Altre specie, come quelle con diete più specializzate, mobilità ridotta o esigenze ambientali molto specifiche, potrebbero invece reagire in modo diverso ai cambiamenti climatici, all’uso del suolo e alle modifiche delle loro interazioni ecologiche.

«Migliorare la nostra comprensione di queste dinamiche – evidenzia Stefano Filacorda – è essenziale per progettare strategie più efficaci per la conservazione della biodiversità e per il mantenimento dei servizi ecosistemici offerti dalla natura».

Gli effetti indiretti dei cambiamenti globali

Finora la maggior parte degli studi si è concentrata solo sugli effetti diretti dei cambiamenti ambientali – come temperatura, precipitazioni e uso agricolo – sulle distribuzioni delle specie. Questo studio, invece, si focalizza sugli effetti indiretti, analizzando come le interazioni tra specie modellano i comportamenti.

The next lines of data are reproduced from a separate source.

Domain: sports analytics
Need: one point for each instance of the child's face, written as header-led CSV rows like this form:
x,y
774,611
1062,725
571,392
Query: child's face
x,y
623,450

Comprendere come i cambiamenti globali — tra cui il cambiamento climatico o la trasformazione dell’uso del suolo — influenzano le specie è fondamentale per conservare la biodiversità. Ma anche per mantenere i servizi ecosistemici che la natura ci offre, come acqua pulita, fertilità del suolo e impollinazione. Anche l’orso fornisce molti servizi, tra cui migliorare la biodiversità delle foreste attraverso l’ingestione, il trasporto e la digestione dei semi.

I partner

La ricerca è stata coordinata dalle Università di Siviglia e “La Sapienza” di Roma e dall’Istituto di conservazione della natura della Polonia, istituzioni che partecipano, con Udine, al network scientifico BearConnect. Tra i partner figurano il Museo nazionale di scienze naturali di Spagna, la Stazione biologica di Doñana (Spagna), l’Università Grenoble Alpes (Francia) e il Centro nazionale francese per la ricerca scientifica.